GRANTS PASS, Ore. -- Josephine County commissioners held a land-use public hearing today at the Josephine County fairground pavilion. A large crowd gathered to voice their opinions on new proposed marijuana ordinances.
One would amend the Josephine County Rural Land Development Code. It would bar new commercial marijuana operations in rural residential zones. It would also call for marijuana operations to be set back 150 feet.
Man Josephine County residents spoke passionately about the new ordinance.
Charlyn Witcher owns a small family farm out in Kirby. She inherited the land from her parents and she's seen it completely change because of marijuana grows. Charyln says rural residential areas need to be saved.
"We've put our heart and soul into our property," Witcher explains fondly. "It's a gorgeous place. But it's lost everything, almost everything it meant to us just through the stress of having to deal with all that's around us."
Charlyn spoke at today's meeting.
Others like Dan Loughran see the issue very differently.
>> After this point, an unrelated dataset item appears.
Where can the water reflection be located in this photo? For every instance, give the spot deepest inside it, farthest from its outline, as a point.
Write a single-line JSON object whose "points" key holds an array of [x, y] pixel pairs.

He owns a lavender farm in Williams.
"I'm a small rural residential farmer," says Loughran. "I have a lavender farm. It's in my daughter's names. They may want to change a crop. They may not want to grow lavender. They may want some day to grow cannabis. But to be banned from doing a single crop, it's prohibitionist in position."
His main complaint is a 150-foot setback included in the ordinance. "Take that all the way around a rural residential five acre piece of property, that's almost an acre off of each side of the property which is the set backs, that's huge," he explains.
Christopher Hall also spoke out at the meeting. He thinks he knows what the end result of the ordinance would be if passed.
"What this ordinance is going to do is that its going to keep them from being able to use their land as farmers for cannabis," he details. "There are going to be just a few dozen non-conforming use, pre-existing uses that will get that preference."
So he's fighting it. "As a hemp grower, I'm not growing cannabis," he explains. "I am here for the people of Josephine County, the Illinois Valley and in specific, the families that have traditionally been able to make a modest and decent income from cannabis."
Still, non-growers are caught in the crossfire.
"We've lived there are entire lives," says Witcher. "I was born and raised where I am now and me and my husband have been there for 45 years. I love where I live."